A reciprocidade transpassa num triz de sorte e de magia rara. Como assim?!!! Por mais que você se entregue por inteiro, mesmo que você esteja focado, teimosamente persistente, disposto e apaixonado, respeitando todas as regras desse jogo, até agindo com devoção, mesmo assim, pode ser que não haja empate (igualdade, reciprocidade, 50% to 50%), pois para alguém vencer, alguém tem que perder - neste caso, tomara que não seja você.
Quando se trata da eternidade, em viver um amor irreal, que reside apenas em seus sonhos e anseios, só restará uma ilusão baseada numa promessa.
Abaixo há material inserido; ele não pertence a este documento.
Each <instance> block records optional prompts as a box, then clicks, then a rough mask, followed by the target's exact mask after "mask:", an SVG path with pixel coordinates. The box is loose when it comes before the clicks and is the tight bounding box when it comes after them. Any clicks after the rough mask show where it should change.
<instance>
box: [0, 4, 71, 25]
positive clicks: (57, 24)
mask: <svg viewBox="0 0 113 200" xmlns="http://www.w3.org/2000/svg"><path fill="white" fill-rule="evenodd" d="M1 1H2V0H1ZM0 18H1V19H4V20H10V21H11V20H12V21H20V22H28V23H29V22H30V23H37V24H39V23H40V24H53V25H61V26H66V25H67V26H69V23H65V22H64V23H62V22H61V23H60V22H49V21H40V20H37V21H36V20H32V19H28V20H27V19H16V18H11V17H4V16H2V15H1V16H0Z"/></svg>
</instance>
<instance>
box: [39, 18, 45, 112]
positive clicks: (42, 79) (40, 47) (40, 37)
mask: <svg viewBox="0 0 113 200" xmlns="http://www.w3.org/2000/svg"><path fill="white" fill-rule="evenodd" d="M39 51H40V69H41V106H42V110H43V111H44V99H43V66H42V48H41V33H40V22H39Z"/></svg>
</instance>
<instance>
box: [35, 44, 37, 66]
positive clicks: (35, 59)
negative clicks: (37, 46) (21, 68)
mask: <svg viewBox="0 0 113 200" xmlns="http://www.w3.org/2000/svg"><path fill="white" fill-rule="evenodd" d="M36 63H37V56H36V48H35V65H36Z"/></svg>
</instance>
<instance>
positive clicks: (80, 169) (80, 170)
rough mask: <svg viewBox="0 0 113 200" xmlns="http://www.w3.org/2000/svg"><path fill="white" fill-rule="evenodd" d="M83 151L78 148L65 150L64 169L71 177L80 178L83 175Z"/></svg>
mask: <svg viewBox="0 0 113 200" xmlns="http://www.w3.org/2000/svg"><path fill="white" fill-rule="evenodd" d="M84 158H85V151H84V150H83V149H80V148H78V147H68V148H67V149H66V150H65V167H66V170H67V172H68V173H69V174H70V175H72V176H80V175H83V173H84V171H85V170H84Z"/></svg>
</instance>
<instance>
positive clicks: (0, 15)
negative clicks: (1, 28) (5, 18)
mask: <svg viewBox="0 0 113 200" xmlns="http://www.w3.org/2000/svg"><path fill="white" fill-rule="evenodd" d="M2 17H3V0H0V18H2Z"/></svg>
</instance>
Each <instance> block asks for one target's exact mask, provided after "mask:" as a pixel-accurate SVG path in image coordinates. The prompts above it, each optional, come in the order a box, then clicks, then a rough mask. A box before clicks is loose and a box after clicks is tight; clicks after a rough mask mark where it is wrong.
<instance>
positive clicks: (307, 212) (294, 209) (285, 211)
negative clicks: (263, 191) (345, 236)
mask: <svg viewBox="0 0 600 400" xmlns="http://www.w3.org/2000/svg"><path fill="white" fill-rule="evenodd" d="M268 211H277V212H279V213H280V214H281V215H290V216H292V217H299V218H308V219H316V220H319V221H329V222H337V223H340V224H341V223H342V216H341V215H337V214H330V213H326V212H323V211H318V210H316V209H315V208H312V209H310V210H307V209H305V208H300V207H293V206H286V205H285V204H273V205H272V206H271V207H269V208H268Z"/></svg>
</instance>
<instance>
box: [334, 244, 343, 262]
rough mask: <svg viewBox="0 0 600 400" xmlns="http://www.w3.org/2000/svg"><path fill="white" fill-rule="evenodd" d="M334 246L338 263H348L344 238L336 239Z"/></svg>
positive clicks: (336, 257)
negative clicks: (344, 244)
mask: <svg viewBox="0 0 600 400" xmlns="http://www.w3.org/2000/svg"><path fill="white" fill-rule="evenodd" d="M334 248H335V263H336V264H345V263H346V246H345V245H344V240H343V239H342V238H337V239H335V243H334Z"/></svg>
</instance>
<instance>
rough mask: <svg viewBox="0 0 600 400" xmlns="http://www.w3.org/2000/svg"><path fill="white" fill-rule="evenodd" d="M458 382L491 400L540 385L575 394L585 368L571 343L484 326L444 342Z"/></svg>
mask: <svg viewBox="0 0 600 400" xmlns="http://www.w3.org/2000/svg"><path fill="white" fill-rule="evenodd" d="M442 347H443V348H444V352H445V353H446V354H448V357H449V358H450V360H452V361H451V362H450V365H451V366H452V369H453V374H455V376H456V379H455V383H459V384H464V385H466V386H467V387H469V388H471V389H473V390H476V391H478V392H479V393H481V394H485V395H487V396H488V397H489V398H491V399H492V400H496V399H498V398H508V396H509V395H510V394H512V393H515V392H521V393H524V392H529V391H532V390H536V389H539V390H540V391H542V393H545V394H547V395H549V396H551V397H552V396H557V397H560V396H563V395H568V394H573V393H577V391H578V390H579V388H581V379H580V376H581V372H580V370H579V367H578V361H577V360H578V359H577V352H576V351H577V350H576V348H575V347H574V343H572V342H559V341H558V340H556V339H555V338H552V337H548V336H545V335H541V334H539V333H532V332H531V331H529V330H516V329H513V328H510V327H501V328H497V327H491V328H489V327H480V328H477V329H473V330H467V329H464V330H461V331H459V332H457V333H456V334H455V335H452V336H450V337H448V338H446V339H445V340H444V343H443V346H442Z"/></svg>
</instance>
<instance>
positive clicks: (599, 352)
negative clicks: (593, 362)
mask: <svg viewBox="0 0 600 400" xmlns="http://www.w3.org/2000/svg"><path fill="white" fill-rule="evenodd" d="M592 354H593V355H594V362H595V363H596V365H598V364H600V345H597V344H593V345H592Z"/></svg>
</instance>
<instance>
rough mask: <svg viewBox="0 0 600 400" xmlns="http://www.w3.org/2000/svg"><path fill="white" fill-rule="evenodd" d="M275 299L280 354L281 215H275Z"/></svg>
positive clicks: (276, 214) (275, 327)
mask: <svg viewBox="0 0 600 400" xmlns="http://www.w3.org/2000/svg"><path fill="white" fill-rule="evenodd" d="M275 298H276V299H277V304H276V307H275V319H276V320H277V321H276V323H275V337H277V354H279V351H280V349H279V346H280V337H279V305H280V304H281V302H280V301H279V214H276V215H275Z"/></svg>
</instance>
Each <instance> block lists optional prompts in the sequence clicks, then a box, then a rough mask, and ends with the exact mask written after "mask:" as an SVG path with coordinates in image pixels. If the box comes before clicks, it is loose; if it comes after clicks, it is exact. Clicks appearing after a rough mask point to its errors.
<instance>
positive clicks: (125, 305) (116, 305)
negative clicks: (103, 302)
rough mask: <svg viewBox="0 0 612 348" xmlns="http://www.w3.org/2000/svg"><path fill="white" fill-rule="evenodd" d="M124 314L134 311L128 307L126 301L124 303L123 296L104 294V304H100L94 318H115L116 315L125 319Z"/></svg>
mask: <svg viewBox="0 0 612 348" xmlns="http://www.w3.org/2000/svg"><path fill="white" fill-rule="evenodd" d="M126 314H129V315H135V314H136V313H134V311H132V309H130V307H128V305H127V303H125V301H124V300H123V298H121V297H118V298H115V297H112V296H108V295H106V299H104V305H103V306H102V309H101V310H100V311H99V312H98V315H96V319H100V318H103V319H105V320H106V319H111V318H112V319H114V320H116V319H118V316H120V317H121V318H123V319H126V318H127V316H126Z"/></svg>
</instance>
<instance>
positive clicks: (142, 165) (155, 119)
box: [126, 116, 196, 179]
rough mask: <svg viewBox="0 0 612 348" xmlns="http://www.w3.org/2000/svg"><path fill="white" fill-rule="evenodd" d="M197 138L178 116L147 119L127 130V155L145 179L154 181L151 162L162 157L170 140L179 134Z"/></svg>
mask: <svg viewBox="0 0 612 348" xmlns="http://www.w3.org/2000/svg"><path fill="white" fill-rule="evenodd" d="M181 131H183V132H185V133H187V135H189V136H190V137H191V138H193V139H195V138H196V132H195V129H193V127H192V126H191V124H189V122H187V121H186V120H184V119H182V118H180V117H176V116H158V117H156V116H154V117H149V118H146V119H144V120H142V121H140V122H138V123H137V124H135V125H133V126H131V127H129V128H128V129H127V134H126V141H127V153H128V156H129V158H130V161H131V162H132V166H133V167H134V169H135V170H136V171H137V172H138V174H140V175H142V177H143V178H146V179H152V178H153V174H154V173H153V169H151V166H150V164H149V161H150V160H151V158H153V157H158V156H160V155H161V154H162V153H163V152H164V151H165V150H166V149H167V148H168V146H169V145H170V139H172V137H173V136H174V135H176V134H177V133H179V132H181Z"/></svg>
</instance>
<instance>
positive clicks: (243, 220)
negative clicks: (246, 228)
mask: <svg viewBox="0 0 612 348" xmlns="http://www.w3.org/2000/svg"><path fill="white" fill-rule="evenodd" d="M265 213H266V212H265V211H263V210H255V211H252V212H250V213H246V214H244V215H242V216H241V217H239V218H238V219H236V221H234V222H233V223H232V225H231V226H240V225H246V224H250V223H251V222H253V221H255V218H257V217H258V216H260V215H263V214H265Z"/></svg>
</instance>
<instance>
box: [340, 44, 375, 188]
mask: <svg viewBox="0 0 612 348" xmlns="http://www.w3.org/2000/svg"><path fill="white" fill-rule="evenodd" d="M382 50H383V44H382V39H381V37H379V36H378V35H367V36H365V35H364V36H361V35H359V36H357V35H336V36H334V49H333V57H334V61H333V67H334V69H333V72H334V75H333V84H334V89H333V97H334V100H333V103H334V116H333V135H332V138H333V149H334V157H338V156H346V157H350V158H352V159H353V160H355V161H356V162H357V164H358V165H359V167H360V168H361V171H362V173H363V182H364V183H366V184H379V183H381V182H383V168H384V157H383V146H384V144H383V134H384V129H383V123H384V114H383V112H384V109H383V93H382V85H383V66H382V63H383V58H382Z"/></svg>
Mantê-la em pé requer de você trabalho hercúleo, convicção, fagulhas de esperança e ingenuidade e certa dose de sadomasoquismo.
Nas peças desse tabuleiro há perdas, comodidade, adaptação, desilusão e check-mate. Garantias com o tempo se transformam em blefes - quem disse que seria fácil e indolor, trapaceou, todavia à brindes, oásis, miragens e momentos de felicidade alternados de tédio e rotina. Onde talvez, numa outra circunstância e dimensão psicodélica, quando você descer das nuvens, necessite de torrões de açúcar para adoçar corações e quiçá lentes coloridas para amenizar a paisagem, a realidade e suas entrelinhas.